Director of Facebook Artificial Intelligent Research (FAIR) Yann Lecunn explained in a report by British Telecommunications, that the FAIR goal is to build intelligent machines that help people.
The team is trying to replicate in a machine human's ability to learn and make it intelligent.
The FAIR team has developed a system to identify objects and actions in a photo 30% faster dan uses 10x less training data than most other systems and industry benchmark. The technology will be presented on artificial intelligence conference NIPS next month.
Facebook's IA research is also developing a system called Memory Networks (MemNets) that has the ability to understand natural language.
The system can read and then answer questions about a short text. The Memory Networks combined by a new system called VQA or Visual Q&A will have image recognition feature and allow people to ask the machine what's in a photo.
According to Forbes, the technology could be used to improve Facebook's ability to show images, posts and ads that are most suitable with users and will likely also be valuable to visually impaired users.
The team has also created an AI system that can play Chinese strategy game, Go. The game is tougher for computers to understand than chess. But Facebook's AI system will play as good as a strong human player in the next few months.
One of Facebook's AI software will also allow the computer to perform predictive learning. The machine will be able to observe a situation and understand the outcome.
Facebook showed the milestone of the system where the computer 'watches' a video of a tower made from blocks toppling over. The system will be able to predict which way the tower will fall with 90% of accuracy, which is better than most humans.
The social network recently began testing on an online personal assistant project called "M".

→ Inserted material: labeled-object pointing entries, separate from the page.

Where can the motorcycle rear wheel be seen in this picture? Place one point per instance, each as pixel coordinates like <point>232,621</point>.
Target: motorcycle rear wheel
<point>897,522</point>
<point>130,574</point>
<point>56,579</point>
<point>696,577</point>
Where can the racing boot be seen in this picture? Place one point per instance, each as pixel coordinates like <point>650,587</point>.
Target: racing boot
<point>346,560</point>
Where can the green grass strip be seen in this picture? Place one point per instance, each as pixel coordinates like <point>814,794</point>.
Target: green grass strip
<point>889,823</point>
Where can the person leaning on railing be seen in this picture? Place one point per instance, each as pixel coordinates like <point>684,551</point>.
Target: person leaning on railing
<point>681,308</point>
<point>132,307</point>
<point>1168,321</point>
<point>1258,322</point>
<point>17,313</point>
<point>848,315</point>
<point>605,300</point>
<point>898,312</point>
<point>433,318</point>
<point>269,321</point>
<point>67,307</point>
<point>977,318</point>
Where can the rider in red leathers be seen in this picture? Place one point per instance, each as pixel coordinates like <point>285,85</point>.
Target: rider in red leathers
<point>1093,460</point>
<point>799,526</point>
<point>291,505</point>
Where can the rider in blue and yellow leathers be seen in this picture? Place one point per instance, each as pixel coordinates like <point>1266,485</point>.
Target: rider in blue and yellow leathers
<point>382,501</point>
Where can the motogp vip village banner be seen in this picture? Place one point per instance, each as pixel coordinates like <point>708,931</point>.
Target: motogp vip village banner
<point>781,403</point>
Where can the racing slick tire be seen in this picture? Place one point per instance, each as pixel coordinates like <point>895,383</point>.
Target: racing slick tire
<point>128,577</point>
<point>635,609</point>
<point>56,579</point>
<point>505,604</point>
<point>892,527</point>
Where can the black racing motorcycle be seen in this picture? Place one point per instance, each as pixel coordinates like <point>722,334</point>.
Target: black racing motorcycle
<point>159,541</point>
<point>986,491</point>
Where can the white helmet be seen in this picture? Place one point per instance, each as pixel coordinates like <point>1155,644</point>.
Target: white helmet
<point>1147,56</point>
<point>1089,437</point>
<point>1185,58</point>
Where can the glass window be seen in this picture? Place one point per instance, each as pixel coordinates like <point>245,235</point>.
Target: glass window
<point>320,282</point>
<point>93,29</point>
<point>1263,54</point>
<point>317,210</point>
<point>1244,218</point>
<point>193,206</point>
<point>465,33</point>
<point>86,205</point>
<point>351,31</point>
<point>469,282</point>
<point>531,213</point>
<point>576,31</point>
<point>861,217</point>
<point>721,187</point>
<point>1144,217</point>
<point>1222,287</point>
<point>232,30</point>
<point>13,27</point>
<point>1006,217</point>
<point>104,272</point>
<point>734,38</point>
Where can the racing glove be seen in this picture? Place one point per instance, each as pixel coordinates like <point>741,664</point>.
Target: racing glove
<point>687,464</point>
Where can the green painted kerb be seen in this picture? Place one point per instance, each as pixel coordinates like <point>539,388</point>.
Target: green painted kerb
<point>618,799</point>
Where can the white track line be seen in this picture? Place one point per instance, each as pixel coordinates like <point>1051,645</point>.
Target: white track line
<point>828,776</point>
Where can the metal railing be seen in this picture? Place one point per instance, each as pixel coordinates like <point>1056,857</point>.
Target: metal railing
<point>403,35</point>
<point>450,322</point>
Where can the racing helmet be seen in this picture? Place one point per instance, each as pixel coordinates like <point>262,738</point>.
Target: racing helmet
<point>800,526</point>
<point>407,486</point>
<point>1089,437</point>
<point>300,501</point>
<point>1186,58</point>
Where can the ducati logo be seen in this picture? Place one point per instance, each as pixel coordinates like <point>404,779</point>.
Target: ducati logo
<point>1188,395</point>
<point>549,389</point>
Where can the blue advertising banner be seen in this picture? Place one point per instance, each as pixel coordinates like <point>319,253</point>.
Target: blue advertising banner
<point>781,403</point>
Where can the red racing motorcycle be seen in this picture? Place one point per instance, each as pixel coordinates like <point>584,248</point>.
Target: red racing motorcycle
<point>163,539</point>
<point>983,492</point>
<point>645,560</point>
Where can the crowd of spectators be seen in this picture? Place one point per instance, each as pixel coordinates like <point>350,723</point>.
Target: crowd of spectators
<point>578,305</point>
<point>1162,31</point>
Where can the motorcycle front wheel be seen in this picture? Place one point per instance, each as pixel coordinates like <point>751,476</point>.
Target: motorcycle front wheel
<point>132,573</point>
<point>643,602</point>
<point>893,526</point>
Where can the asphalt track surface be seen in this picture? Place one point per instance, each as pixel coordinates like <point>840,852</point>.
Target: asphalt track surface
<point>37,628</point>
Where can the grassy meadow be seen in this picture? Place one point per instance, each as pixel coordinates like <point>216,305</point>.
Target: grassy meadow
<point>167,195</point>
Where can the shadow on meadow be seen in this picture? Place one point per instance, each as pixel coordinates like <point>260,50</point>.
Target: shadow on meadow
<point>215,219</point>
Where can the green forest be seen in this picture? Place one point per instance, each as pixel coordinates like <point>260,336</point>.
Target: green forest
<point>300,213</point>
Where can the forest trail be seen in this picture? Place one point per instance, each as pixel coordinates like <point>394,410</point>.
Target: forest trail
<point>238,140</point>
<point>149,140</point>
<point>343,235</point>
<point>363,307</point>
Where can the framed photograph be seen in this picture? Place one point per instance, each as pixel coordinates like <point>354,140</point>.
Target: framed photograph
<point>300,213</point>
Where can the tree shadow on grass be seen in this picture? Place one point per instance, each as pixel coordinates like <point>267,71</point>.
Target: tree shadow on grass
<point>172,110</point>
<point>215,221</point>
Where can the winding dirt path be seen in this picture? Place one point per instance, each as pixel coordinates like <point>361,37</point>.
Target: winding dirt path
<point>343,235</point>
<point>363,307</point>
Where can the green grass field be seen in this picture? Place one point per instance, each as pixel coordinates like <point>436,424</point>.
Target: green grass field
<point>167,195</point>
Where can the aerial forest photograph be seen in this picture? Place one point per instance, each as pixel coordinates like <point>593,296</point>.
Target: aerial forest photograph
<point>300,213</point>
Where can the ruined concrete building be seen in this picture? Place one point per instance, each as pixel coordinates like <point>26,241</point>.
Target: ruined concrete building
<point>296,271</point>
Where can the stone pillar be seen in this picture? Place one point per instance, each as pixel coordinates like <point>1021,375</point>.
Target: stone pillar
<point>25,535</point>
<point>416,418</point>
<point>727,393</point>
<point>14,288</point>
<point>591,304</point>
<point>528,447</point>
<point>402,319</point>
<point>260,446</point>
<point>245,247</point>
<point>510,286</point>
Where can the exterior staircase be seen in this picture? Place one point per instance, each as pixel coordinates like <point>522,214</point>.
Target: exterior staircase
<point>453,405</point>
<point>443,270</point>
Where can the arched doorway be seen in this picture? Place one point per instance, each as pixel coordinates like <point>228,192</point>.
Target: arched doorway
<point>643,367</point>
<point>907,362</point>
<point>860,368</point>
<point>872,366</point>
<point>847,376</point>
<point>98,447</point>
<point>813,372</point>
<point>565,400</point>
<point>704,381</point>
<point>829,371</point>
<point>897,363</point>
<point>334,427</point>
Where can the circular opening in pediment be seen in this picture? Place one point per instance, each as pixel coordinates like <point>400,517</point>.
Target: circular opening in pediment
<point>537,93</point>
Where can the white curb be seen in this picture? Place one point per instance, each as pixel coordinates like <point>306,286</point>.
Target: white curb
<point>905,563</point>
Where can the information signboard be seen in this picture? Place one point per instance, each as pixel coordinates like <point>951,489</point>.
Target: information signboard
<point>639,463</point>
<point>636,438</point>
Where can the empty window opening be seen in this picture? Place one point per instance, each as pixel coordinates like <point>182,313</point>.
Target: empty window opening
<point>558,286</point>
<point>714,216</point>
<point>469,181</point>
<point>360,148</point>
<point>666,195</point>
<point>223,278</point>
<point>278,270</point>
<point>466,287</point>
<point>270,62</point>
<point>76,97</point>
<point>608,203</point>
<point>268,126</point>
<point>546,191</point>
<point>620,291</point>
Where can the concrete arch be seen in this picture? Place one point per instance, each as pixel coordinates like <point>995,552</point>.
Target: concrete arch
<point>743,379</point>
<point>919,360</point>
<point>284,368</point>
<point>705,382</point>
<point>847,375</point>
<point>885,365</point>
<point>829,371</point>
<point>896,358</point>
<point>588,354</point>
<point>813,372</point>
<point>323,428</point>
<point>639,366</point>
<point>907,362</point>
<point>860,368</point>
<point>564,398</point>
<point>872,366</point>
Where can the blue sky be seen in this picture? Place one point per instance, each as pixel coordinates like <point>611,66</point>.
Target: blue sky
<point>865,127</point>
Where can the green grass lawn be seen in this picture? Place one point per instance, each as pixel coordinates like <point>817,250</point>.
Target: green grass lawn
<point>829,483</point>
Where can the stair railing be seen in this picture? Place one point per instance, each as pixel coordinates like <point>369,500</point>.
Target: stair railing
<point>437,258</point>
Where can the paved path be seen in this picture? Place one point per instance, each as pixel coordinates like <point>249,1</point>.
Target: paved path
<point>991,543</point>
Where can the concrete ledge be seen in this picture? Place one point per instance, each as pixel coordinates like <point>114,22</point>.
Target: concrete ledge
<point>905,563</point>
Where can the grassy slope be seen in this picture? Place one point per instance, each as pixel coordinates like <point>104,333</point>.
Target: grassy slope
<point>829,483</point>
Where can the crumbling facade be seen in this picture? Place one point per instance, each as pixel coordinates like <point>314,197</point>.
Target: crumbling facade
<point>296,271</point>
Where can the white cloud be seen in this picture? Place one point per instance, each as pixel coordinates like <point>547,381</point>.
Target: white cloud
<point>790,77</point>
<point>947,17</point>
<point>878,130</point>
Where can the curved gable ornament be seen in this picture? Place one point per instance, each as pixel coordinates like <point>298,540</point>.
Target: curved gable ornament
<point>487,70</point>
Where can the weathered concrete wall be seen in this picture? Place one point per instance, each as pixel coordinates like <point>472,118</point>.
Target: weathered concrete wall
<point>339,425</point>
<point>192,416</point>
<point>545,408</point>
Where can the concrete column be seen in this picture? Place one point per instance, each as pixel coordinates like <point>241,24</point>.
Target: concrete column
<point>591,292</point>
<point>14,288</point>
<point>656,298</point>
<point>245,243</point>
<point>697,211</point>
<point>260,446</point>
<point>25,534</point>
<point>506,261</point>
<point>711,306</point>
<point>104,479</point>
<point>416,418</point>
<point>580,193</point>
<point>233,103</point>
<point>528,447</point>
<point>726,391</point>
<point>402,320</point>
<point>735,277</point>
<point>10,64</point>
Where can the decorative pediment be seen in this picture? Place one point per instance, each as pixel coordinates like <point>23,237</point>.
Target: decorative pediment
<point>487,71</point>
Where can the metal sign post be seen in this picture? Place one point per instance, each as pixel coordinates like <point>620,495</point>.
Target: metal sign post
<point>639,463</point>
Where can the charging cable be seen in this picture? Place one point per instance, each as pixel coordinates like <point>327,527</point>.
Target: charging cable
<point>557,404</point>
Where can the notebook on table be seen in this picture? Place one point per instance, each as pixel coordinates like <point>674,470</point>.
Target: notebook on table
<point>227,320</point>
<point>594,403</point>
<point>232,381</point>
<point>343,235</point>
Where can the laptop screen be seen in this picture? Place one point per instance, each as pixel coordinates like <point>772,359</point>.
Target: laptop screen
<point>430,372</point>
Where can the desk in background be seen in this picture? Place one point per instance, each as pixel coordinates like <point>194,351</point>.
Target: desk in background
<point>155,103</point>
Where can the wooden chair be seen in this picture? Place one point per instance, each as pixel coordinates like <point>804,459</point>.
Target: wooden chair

The project uses a combination of human workers and software to answer questions and carry out tasks like ordering food, according to Huffington Post.
Facebook is using AI software to assist and study the interaction so the system can learn the best responses and eventually perform tasks.
Facebook believes that its AI research developments will have the positive outcomes. The AI systems are going to be an extension of human brains in the same way cars are an extension of human legs.
The company assured that AI technology will not replace humans, but it will amplify everything they do.